Eric Hoffman, a UCF evolutionary biologist who specializes in genetic variation of invasive species, is working with Walters. Together with a team of students and other scientists, they are working to trace the origins of each new species in the lagoon through careful detective work.
It’s essential to figure out each species’ origins if invaders are to be kept from wrecking havoc on U.S. waterways, researchers say – like putting together a giant puzzle over long period of time.
“Each time these organism make it into a new environment, there is a potential for them to establish themselves,” Hoffman said. “Sometimes we don’t see the damage for decades. Other times it is more immediate.”
For example, the zebra mussel has steadily been invading U.S. waterways since the late 1980s when it was found in the Great Lakes region. The mussels, which originated in Europe, attached themselves to cargo ships. Now, they have been spotted across North America, including New York, Illinois and even parts of Canada.
The Great Lakes region has spent millions trying to get rid of the mussels, which clog up pipes at utility plants, factories and water treatment facilities. These finger-like shellfish also are endangering industrial, agricultural and municipal water supplies and could become a costly nuisance for freshwater shipping, boating and clamming.
In Brevard County, Walters and Hoffman have studied three other non-native sessile – or fixed – species for the past five years. They are the green mussel, the charru mussel and the pink barnacle. All have been found growing on local oyster reefs, and they’ve spread as far north as South Carolina.
Grants from United States Department of Agriculture, the Indian River Lagoon National Estuary Program and The Nature Conservancy help the UCF team track the different species. The team will continue to monitor the Indian River Lagoon and 100 other waterways that they check twice every year to study the spread of non-native species.
Although it may take some time, they expect to solve the mystery of this latest invader.
“We are working on it,” said Sarah Cohen, an associate professor at San Francisco State University’s Romberg Tiburon Center who joined the search this year. “Thus far, it does not match samples currently in our genetics database, so it is not one of the readily known invasives.
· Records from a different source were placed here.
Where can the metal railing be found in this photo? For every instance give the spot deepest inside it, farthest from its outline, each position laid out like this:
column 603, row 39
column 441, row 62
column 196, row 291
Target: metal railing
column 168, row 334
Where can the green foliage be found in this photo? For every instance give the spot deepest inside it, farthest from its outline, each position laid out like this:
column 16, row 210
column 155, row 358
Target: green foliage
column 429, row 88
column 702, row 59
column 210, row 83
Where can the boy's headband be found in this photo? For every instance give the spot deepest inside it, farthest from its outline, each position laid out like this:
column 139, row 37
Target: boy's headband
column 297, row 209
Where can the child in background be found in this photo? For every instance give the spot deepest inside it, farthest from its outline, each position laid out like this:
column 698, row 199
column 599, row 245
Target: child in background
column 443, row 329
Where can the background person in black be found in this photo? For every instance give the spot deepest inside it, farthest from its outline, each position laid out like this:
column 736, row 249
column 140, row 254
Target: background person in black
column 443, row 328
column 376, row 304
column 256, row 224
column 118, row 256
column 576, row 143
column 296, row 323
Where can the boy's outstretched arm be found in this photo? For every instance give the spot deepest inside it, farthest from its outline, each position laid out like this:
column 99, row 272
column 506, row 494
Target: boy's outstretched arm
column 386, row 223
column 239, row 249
We are adding additional samples from other warmer water locations to our database for comparison.”
The U.S. Geological Survey, which tracks nonnative species found throughout the United States doesn’t have a record of the new ascidian either.
Despite these hurdles, researchers say they’ve already learned some important clues about this mystery sea creature – it doesn’t like the cold.
“The cold weather snaps in December and January seemed to have greatly reduced the abundance of the new sea squirt,” Walters said. “We are having fewer sightings now, and that’s a good thing. However, with warmer weather on the way, new individuals may be found again.”